Djokovic came to Australia to compete in a tennis tournament and win lots of money.
The refugees came to Australia fleeing war and persecution, seeking protection, dreaming of a safe and secure future.
The Djokovic debacle has highlighted the arbitrary nature of the application of immigration policy in Australia. And how easily issues become politically weaponised.
Decades of politically-driven immigration policy has led to the mass 'warehousing' of people in immigration detention centres, enormous human suffering, as well as exorbitant expense to the taxpayer.

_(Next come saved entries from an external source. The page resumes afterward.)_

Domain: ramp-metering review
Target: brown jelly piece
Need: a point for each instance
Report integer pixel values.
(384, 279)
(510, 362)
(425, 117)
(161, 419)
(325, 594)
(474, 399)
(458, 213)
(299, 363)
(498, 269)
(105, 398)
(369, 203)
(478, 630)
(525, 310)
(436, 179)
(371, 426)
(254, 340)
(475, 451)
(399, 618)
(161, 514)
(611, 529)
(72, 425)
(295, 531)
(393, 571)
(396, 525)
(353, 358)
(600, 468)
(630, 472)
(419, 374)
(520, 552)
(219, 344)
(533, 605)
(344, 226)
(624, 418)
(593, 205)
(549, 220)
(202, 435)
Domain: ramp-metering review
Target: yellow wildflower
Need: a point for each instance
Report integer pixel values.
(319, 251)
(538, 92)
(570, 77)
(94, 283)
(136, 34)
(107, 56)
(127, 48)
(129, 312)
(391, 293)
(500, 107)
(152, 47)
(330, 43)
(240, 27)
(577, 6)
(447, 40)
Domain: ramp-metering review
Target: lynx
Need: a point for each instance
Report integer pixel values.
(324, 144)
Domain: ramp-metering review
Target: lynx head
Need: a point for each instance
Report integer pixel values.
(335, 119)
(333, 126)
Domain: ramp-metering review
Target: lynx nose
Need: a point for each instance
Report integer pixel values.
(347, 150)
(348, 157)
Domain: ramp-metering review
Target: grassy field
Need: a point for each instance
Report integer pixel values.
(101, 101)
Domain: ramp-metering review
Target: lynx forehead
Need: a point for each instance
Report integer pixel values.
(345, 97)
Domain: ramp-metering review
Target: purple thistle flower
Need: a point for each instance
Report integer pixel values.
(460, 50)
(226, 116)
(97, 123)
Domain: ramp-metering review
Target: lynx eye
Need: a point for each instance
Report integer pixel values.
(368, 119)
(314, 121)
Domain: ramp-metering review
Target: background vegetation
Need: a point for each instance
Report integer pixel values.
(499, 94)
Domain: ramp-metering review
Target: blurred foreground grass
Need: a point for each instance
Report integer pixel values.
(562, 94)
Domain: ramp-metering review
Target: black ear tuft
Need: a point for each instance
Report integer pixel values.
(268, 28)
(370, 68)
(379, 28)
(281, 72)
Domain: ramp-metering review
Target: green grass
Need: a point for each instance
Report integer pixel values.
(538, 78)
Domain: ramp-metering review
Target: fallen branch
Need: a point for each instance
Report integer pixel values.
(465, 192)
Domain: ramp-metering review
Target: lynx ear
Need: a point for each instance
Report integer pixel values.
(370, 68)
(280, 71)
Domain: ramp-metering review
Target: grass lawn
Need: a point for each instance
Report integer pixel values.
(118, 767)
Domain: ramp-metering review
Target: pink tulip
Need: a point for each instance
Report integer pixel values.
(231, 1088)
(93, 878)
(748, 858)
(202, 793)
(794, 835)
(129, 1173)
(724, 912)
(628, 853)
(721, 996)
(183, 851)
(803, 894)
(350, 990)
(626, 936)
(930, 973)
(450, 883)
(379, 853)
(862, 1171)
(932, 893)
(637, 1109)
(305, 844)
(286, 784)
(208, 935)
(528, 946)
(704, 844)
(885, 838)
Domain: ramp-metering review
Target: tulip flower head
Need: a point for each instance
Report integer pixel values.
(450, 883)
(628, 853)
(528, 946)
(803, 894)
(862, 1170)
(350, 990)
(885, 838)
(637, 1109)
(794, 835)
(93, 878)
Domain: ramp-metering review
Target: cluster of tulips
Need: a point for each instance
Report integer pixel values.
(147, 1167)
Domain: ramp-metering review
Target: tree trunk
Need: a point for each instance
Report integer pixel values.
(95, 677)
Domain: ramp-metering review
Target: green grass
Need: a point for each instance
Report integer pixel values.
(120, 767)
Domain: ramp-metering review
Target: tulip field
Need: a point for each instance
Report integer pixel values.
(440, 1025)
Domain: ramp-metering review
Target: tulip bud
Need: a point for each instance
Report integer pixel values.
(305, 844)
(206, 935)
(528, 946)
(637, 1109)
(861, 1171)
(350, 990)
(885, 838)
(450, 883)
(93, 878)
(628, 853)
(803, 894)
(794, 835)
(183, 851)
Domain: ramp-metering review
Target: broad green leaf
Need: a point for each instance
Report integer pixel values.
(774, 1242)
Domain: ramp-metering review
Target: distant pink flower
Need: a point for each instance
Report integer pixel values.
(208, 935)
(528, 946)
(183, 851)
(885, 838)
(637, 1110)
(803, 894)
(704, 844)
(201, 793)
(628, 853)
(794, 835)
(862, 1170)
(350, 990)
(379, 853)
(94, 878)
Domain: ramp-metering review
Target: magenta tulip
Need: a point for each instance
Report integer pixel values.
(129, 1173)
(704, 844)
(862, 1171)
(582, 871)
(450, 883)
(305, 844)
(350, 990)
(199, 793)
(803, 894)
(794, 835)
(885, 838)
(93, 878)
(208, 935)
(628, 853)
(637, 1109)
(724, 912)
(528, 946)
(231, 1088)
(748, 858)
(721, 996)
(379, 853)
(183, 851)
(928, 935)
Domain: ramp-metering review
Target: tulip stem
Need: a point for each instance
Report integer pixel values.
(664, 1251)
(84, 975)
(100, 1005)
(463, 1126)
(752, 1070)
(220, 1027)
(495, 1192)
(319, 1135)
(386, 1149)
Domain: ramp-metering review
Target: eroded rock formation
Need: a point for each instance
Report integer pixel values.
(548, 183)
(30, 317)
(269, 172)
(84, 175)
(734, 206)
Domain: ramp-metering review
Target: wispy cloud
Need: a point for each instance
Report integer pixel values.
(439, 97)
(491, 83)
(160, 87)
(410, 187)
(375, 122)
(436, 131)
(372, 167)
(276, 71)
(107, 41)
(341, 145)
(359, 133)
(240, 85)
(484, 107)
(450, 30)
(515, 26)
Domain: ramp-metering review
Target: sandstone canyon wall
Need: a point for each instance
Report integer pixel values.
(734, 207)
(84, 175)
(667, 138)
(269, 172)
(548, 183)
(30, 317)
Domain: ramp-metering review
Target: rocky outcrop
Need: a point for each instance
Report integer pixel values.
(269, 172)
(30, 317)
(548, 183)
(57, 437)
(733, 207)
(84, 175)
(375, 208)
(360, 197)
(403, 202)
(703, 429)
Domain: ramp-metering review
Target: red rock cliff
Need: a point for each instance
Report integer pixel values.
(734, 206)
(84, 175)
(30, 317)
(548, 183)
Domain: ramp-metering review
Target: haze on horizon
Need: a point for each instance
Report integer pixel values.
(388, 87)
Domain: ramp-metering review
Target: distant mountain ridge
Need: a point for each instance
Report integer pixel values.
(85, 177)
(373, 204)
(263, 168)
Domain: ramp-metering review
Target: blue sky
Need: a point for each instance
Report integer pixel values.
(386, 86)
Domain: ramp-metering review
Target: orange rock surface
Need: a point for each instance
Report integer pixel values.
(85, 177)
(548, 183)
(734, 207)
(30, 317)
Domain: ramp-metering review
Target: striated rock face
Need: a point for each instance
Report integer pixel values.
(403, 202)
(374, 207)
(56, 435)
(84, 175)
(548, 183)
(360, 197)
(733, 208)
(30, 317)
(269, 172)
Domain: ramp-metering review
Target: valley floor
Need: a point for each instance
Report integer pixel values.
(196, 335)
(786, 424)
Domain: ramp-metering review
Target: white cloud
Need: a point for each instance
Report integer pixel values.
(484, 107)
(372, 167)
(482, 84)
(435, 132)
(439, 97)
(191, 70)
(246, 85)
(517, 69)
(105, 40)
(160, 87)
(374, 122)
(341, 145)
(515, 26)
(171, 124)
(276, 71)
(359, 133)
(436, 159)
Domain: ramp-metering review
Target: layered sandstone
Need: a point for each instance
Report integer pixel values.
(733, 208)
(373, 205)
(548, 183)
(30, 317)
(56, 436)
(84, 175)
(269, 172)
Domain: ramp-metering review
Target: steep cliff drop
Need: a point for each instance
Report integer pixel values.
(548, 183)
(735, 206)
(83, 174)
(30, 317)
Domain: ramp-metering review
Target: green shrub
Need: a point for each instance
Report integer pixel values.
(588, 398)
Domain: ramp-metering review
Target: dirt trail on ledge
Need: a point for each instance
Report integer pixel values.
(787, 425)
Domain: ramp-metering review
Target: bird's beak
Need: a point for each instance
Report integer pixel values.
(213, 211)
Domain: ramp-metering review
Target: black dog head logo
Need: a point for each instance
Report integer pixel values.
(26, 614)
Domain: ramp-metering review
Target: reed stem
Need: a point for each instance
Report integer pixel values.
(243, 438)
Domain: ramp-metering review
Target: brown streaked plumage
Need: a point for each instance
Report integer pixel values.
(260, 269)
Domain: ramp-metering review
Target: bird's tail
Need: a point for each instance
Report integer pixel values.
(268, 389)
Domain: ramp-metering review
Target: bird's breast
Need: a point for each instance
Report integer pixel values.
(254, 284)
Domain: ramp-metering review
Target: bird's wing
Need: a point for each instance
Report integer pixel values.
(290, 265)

And no end in sight.
In this election year, can anyone offer us anything better?
It must say something that, despite my advancing age, I remain as optimistic as Crispin Hull ("Here's How Independents Could Clean House", canberratimes.com.au, January 18) in believing that the sickness infecting our political arrangements can be cured and find myself agreeing with almost all of his prescriptions.
But I can't agree with his proposal to give Parliament the power to veto appointments to our courts and tribunals. While no doubt well intentioned (who isn't appalled by key legal roles being assigned to cronies?) we have the example of the USA to deter us from that path.
With the US appointment process being so open, the personal opinions of the nominee become the factor that determines whether they get appointed.
And, with many members of political parties nowadays holding views well outside those of the mainstream, we find that judicial candidates must also embrace more extreme views if they are to get a gig.
Consequently, I believe that Crispin's position on this matter would ultimately undermine the integrity of the institutions his article otherwise defends.
Thank goodness Crispin Hull sees a way out of our current failing, problem-ridden government ("Here's How Independents Could Clean House", canberratimes.com.au, January 18).
He considers that "the big hope" for wiser government lies in a hung parliament with six or more independents holding the balance of power. Those MPs should then "concentrate on process and good government" by establishing reforms including in relation to integrity, reducing lobbyists, and reforming the donations system.
Once those basics are in place, the needed changes re energy, environment, economy, refugees and so on will ensue at last.
Re: "Rich get richer: Wealth of world's 10 richest men doubled in pandemic - Oxfam" (canberratimes.com.au, January 18).
Oxfam is to be applauded for doing the research to let the rest of humanity know about the stark inequality. But there is no real surprise in the revelations.
The rich have always been getting richer and the richest richer still.
That's why the overwhelming part of humanity is in such a poor state.